O sistema informático, concluíram os investigadores num estudo publicado na sexta-feira na Science, foi mais eficaz do que humanos a redigir textos conciliatórios e que os participantes na discussão consideravam mais justos e equilibrados. 

Os investigadores chamaram àquele sistema a Máquina de Habermas, uma referência ao filósofo alemão cujas ideias sobre a formação de opinião e a esfera pública são obrigatórias em qualquer disciplina de teorias da comunicação, como as que muitos jornalistas (incluindo o autor desta newsletter) tiveram de frequentar.

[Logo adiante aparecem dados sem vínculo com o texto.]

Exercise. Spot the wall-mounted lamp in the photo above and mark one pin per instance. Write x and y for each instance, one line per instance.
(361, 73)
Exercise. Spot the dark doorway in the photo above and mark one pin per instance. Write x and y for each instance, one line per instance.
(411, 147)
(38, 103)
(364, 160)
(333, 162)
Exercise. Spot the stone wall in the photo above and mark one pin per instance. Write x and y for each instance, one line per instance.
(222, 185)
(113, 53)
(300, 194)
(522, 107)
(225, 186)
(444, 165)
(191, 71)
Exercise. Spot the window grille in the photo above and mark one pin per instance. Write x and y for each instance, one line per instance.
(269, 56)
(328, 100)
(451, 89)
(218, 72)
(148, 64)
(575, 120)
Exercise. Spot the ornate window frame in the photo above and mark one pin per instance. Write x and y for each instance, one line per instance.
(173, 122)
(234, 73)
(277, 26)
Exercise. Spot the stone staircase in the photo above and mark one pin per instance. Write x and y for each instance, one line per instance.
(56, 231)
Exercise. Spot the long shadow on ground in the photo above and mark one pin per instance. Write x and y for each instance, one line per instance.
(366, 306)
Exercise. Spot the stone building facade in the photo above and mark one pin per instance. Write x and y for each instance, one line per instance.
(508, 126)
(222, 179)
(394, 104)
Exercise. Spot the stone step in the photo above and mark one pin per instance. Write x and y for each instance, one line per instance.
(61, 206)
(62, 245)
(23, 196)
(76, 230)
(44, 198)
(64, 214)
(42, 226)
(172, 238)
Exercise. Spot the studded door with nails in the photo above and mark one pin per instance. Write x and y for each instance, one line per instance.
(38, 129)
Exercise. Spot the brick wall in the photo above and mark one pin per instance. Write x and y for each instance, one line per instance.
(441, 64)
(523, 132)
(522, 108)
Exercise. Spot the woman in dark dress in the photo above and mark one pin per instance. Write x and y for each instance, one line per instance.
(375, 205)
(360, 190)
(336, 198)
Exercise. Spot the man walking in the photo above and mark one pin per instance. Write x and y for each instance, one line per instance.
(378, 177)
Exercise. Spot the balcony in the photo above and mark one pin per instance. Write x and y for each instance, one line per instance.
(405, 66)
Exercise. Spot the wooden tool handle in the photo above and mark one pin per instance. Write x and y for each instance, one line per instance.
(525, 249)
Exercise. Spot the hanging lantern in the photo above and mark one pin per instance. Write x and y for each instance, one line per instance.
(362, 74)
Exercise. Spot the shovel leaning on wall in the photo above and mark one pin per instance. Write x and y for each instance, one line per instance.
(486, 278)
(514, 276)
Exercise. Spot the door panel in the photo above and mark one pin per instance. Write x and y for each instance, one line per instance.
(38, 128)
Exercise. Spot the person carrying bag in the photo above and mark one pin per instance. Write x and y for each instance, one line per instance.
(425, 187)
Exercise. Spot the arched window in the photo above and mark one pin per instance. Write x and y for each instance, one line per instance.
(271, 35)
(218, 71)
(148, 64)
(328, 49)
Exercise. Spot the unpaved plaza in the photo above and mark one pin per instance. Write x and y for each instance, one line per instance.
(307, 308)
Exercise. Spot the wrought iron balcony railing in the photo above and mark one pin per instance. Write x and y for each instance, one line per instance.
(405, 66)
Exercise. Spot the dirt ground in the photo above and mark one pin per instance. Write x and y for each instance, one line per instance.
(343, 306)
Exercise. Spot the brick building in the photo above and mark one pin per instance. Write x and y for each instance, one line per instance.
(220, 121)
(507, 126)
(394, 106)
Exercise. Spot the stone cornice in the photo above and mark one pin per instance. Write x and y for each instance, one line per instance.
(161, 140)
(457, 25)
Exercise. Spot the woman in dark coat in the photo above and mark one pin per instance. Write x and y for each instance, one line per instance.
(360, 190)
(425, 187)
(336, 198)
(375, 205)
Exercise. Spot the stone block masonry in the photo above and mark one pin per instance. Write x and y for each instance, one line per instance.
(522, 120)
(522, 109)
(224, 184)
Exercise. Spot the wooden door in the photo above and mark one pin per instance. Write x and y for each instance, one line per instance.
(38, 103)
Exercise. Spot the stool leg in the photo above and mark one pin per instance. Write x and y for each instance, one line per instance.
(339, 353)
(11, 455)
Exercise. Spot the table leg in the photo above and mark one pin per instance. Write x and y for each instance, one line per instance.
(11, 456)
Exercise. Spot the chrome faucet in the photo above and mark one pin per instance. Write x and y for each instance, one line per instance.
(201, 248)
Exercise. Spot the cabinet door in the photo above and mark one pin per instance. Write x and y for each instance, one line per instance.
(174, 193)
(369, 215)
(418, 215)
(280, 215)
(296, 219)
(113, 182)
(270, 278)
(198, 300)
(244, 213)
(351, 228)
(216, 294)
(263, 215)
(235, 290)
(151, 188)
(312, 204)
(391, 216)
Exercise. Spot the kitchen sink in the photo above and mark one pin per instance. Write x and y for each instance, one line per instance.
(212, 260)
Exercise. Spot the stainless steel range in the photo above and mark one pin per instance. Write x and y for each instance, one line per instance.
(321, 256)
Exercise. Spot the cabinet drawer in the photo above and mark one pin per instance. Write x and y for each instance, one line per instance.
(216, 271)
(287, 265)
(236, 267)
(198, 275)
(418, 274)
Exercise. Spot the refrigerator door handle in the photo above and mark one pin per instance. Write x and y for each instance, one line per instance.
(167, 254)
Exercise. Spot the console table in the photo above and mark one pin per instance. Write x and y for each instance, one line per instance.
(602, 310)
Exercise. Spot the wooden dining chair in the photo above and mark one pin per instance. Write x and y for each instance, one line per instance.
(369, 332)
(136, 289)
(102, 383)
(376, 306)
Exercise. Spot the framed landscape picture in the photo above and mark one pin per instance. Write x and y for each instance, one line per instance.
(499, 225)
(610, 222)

O nome é apropriado: este foi um trabalho sobretudo teórico. Não se vislumbra que a tecnologia tenha aplicação prática em breve e os próprios investigadores mostraram-se conscientes das limitações da ideia. Só por exemplo, frisaram que uma discussão entre pessoas que seja mediada e rematada por uma máquina é uma oportunidade perdida para se criarem relações pessoais entre quem discute.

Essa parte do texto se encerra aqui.